I'm finding that a search for quoted text, e.g.
/["][^"]\{0,\}["]
Which is one of the several different efforts I made to find a quote, maybe some stuff excluding quotes, followed by another quote, for example "stuff"
, or ""
(empty string), or whatever other quoted string.
This search is not necessarily confined to a single line. I haven't yet done any exhaustive analysis to determine if there's something in common with all those multi-line matches, though an escaped quote (\"
) seems to be fairly common.
I tried a number of restrictive additions, but it wasn't until I added \n
to the exclusion set that it quit doing that.
In gVim, the search is, by default, confined to a single line.
I can see the advantage of having a search cross line-end boundaries, but that's not what I want as the default.
Is there a setting I missed?
Here's an example of a match from that regex:
oss << "bonus game conditions \"" << index << "\" not found for bonus game \""
<< bonusGameID << "\"";
That's two lines of code, containing five matches.
"bonus game conditions \"
" << index << "
" not found for bonus game \"
then
"
<< bonusGameID << "
and
""
The match we're interested in is this one:
"
<< bonusGameID << "
Because that's the one that spans a line break.
Here's another one, with the first quote being single-quoted between apostrophes:
CharReplace( *it, wchar_t( '"' ), L"<DQ>" );
if ( !arg.empty() )
{
args.push_back( arg );
}
}
it++;
}
// Re-compose the string from words
WordsToString( words, delimiters, _str );
// Replace newlines with ICU specifiers (NOTE: CS3 uses '\r' instead of '\n' for a newline)
CharReplace( _str, wchar_t( '\n' ), L"<NL>" ) || CharReplace( _str, wchar_t( '\r' ), L"<NL>" );
The first match begins where the '"'
is on line one up to the L"
before <DQ>
, and the second one picks up the "
after the <DQ>
and continues until the opening quote of "<NL>"
on the last line.
What's happening isn't really a mystery.
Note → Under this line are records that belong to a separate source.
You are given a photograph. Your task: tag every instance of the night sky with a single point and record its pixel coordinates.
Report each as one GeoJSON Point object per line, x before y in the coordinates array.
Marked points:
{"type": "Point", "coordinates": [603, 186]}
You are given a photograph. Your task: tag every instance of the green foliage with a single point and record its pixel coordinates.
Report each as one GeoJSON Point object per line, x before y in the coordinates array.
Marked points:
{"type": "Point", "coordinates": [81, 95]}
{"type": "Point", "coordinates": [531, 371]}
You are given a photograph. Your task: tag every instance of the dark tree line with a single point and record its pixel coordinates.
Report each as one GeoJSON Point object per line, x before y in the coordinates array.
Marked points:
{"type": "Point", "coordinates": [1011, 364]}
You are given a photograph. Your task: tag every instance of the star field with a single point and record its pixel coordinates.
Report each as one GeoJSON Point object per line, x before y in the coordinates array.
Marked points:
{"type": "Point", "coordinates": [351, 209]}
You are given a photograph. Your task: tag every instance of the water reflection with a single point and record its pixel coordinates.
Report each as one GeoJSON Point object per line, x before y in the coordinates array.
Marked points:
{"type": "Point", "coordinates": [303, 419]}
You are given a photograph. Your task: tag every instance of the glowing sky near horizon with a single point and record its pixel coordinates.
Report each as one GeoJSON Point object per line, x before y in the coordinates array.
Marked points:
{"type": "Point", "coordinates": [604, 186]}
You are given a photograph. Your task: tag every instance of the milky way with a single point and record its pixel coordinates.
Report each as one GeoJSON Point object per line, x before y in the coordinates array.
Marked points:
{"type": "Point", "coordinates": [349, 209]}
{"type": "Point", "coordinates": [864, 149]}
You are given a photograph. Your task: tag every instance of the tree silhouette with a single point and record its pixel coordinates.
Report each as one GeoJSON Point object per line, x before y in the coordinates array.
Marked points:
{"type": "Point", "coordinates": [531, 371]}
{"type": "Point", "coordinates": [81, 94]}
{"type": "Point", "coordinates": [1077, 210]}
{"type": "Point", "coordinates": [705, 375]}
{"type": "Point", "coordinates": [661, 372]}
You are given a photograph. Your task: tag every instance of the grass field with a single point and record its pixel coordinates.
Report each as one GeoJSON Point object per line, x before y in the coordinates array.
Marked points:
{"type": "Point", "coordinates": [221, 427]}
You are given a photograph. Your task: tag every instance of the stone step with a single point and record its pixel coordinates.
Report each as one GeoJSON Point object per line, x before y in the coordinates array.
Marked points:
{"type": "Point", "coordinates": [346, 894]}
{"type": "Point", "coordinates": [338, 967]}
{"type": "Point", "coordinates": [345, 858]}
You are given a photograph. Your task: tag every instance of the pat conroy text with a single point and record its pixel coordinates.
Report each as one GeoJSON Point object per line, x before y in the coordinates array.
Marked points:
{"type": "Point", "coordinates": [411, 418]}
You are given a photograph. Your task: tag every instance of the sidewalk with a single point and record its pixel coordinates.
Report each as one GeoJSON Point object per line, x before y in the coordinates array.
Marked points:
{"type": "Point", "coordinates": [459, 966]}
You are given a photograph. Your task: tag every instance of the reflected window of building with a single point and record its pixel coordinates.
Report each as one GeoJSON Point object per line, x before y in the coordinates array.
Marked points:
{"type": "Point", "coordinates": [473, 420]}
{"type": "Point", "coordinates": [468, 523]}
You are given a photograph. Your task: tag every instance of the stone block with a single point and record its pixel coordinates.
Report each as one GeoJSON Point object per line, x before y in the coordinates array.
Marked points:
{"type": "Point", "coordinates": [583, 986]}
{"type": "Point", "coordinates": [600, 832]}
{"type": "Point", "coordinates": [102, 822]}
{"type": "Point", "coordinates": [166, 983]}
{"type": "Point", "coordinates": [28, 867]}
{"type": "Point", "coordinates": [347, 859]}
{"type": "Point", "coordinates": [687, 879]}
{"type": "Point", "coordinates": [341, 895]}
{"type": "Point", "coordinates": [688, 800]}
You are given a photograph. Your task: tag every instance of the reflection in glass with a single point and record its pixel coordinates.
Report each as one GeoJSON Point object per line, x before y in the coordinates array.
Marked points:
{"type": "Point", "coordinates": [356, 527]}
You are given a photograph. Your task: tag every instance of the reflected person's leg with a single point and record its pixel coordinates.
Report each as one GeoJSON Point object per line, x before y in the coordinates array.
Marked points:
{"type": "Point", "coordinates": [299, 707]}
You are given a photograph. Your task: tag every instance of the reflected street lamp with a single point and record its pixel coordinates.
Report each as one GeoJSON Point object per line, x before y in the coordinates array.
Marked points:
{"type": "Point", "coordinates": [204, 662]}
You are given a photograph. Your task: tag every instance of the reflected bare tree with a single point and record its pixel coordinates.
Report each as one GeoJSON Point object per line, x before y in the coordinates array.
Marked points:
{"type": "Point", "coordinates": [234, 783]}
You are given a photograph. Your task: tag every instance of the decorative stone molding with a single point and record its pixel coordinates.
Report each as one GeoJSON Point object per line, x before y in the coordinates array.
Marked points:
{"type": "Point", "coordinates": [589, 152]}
What's puzzling is the decision to allow the match to include the line breaks by default.
Okay, so I did a little more experimenting. Here's what I think is happening.
It's the [^"]
sub-expression as nearly as I can tell. It doesn't matter what I begin the expression with, if I write /_[^_]_/
I get similar behavior, a newline is—quite literally—"not a member of the set of only an underscore". (Alternatively, it is implicitly a member of "everything that's not an underscore".)
In a normal search (/_.*_/
, which does a greedy search for whatever is between two underscores), the search stays on a single line (or, more precisely, doesn't cross a newline break), because a newline not actually a member of "zero or more of anything at all".
So a newline is not a member of .*
but it is a member of [^_]
or [^"]
or pick whatever you want to exclude.
To ensure the search does not cross a newline boundary, an exclusion set must explicitly include \n
(newline).
I have confirmed that gVim implicitly excludes newlines from the "not-one-of-these" set. In order to get gVim to include the end-of-line, one must prepend \_
to the collection brackets, thus: \_[]
(or include a \n
in the collection).
Conclusion: If this is a "feature" in VsVim, it should be something you can turn on and off. If it is unexpected behavior, then could it be a bug?